The parents a man killed by his schizophrenic flatmate have accused Auckland District Health Board of negligence.
Geoffrey Tampin, a long-term psychiatric patient with a history of occasionally aggressive behaviour, had been skipping medication, drinking excessively and taking recreational drugs in the months before he killed his flatmate Dean Clark in Balmoral, Auckland, in June last year.
The ADHB commissioned an external inquiry of the care provided to Tampin before the killing, but has refused to release the inquiry report on privacy grounds.
The health board has also refused to reveal whether any of its staff were reprimanded or faced other employment consequences in the wake of the murder.
Last week, in a one-line statement to the Sunday Star-Times, Clark's parents said: "Our son paid with his life for the health board's negligence."
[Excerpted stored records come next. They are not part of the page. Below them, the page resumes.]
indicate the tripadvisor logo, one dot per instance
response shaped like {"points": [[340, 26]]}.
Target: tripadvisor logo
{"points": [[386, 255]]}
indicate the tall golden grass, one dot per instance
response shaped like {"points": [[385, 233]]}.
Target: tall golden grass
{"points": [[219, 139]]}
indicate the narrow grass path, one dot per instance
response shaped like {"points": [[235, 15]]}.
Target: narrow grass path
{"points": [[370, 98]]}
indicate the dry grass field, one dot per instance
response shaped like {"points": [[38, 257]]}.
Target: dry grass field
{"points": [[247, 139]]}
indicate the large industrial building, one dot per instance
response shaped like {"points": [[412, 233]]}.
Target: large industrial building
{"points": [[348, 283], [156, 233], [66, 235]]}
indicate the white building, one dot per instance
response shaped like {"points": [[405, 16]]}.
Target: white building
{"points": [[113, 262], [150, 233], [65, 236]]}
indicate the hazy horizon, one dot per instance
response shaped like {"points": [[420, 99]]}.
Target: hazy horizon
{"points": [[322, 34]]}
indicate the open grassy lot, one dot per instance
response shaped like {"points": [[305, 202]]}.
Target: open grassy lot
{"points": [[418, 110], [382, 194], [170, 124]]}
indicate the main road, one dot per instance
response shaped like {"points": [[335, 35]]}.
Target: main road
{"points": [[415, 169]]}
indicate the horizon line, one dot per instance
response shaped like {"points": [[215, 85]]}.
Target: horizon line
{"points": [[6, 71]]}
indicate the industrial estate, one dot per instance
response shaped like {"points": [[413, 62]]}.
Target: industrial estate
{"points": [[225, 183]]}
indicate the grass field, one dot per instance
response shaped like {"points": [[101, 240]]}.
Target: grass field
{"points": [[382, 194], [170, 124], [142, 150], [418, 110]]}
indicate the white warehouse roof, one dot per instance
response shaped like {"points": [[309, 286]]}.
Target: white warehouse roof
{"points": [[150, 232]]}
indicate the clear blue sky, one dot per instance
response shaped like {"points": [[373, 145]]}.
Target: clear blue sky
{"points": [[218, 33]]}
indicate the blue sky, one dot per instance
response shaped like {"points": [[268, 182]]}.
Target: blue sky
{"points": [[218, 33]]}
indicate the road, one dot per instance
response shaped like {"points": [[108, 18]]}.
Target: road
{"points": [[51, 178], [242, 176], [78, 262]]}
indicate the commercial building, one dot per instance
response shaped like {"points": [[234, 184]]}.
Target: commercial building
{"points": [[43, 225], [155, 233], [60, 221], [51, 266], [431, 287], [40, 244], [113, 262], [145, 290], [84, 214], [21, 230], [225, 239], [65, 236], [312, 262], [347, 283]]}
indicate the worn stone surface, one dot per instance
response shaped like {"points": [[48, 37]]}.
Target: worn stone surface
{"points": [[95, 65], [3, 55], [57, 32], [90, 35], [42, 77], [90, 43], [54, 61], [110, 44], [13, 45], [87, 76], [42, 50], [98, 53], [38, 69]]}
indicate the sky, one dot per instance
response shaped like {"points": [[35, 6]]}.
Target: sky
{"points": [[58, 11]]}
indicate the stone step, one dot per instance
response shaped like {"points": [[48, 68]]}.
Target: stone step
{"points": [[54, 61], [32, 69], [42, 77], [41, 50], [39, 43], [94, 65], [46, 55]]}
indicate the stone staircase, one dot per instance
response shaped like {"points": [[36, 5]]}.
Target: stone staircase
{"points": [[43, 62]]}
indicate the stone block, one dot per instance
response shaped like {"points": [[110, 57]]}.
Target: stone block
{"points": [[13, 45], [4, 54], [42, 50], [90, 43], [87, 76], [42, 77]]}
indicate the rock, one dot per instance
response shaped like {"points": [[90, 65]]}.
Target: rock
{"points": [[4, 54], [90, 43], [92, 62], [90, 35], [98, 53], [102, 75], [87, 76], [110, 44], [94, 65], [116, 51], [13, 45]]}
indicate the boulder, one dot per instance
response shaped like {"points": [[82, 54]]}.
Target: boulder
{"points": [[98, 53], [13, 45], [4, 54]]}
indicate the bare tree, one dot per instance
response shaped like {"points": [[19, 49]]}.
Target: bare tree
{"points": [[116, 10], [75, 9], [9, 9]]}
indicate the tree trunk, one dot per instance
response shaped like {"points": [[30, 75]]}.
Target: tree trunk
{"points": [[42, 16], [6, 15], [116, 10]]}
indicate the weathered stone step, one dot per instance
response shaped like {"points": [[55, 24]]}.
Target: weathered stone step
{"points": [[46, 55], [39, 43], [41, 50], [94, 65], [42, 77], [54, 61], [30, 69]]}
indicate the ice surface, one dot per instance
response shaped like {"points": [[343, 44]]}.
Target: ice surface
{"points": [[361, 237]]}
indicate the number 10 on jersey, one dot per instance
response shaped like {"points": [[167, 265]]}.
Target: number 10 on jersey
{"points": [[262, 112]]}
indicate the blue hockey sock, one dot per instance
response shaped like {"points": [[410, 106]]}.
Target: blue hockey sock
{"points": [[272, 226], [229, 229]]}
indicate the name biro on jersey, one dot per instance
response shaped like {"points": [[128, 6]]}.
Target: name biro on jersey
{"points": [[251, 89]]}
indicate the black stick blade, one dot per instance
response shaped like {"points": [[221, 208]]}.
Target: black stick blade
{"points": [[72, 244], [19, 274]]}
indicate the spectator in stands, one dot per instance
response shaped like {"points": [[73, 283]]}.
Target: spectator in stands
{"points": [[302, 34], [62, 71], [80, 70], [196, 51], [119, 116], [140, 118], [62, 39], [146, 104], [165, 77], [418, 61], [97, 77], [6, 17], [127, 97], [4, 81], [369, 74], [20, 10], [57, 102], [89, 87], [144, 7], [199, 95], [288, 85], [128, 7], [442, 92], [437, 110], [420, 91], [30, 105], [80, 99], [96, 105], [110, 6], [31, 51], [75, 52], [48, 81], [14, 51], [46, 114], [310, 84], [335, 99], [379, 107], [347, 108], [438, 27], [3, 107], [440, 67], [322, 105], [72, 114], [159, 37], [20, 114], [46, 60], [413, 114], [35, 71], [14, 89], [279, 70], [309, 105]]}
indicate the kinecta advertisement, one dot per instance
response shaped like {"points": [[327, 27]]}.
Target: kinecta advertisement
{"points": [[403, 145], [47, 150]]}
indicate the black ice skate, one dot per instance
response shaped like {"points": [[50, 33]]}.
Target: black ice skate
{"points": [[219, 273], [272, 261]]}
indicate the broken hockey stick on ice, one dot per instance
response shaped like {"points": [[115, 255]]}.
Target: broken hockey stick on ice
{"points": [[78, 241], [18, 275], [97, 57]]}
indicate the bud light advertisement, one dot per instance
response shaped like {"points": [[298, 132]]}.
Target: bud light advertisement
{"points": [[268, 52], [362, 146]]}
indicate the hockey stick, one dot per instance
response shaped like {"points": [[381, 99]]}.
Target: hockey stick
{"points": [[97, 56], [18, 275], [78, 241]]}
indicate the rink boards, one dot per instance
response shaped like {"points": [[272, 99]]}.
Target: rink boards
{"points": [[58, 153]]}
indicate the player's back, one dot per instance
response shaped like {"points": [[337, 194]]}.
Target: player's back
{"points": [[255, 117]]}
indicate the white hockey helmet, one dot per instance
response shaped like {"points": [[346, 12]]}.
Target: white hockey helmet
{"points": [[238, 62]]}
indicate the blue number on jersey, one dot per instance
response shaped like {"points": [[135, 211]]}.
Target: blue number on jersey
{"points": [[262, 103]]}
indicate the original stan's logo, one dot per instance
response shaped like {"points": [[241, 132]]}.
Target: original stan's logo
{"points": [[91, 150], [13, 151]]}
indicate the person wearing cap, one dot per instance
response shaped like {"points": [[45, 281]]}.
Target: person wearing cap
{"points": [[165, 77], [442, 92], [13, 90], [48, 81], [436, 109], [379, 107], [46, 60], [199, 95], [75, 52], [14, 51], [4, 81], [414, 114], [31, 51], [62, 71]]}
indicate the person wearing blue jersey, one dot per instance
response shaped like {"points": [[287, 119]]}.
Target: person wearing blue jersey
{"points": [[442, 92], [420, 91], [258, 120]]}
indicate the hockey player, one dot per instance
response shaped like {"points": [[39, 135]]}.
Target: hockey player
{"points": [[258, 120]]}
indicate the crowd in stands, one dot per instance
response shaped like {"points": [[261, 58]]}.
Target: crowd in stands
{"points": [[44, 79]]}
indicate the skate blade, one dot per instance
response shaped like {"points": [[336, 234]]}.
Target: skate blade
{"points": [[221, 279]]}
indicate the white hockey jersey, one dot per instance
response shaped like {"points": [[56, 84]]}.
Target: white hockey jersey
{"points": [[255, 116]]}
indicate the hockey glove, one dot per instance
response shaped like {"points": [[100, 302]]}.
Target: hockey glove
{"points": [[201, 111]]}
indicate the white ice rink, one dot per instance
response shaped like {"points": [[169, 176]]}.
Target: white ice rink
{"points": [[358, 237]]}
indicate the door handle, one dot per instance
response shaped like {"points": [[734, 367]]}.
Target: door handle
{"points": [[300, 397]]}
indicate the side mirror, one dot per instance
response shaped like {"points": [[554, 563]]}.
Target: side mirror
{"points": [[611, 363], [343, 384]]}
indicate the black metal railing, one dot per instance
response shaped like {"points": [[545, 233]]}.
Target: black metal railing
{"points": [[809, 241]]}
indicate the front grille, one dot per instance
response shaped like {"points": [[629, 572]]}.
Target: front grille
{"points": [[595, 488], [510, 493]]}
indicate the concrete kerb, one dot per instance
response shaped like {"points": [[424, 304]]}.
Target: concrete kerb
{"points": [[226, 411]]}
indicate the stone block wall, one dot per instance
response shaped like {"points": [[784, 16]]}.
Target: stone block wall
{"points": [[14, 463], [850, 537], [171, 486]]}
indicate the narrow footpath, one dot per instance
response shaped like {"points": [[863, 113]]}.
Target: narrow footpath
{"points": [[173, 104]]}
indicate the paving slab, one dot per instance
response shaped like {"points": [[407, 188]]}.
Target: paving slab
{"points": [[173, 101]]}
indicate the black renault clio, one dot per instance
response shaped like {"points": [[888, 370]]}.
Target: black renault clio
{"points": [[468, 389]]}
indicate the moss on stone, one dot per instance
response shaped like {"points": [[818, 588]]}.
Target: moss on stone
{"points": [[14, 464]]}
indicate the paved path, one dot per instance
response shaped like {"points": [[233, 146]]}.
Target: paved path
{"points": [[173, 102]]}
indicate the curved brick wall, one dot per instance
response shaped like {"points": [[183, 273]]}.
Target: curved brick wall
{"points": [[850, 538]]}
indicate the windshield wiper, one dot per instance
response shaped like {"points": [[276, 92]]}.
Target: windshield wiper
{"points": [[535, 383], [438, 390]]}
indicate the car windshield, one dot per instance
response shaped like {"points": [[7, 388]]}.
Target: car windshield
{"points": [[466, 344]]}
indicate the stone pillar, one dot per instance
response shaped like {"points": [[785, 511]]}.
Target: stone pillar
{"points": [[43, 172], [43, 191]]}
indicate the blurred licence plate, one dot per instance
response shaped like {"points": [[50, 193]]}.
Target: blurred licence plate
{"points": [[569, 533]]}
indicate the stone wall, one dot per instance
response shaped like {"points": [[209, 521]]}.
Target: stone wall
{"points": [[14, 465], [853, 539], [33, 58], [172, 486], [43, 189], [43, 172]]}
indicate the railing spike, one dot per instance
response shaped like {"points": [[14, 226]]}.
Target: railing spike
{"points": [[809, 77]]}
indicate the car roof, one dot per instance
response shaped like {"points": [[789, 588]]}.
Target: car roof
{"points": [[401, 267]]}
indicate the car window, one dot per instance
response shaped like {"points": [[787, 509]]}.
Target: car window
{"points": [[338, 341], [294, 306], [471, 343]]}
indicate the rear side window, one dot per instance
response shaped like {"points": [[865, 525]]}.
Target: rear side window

The ADHB has expressed its deep apologies to the Clark and Tampin families for the problems with care identified by the review.
Chief medical officer Dr Margaret Wilsher said: "Our health professionals strive to support individuals with very complex needs. The outcomes are not always predictable and that just means we always need to work harder to improve what we do for our patients."
In October Tampin was found not guilty, on grounds of insanity, of murdering Clark, and he is now being treated as a "special patient".
Last month the Sunday Star-Times revealed that hours before Tampin killed Clark, his mother contacted Auckland District Health Board's mental health services, concerned about his state of mind. She also contacted them five months earlier to say her son had been making threats to kill someone. At that point she was advised to contact police.
Court documents showed Tampin, who had been under the care of mental health services since the late 1990s, mainly in the community, had been assessed by mental health workers just weeks before the murder, when he had told them he was struggling with the insistent voices in his head.
Tampin later said he had asked for respite care but had been turned down. He also said he was prescribed B vitamins and fish oil pills.
Last month the ADHB said it had commissioned an external inquiry into Tampin's care. However, it refused to answer several questions about the inquiry, including whether or not any staff had been formally warned, disciplined or dismissed as a result.
In a statement, the ADHB said: "It is not possible to respond to this question on the grounds that employees are entitled to privacy."
The Star-Times has resubmitted the question as an Official Information Act request.
While it won't release the full inquiry report, the ADHB has released a summary of its recommendations, which it says are all being implemented.
One recommendation was that if a concerned family member of a psychiatric patient is advised to call police, clinical staff must follow that up by making direct contact with the police as well. Another called for a formal system for following up declined referrals.
The other 12 recommendations, though written in heavily bureaucratic jargon, give some hint of other failings identified in Tampin's care. They include proposed changes to risk assessment and documentation practices, and new processes for liaison when a case is shared between mental-health services and Community Alcohol and Drug Services.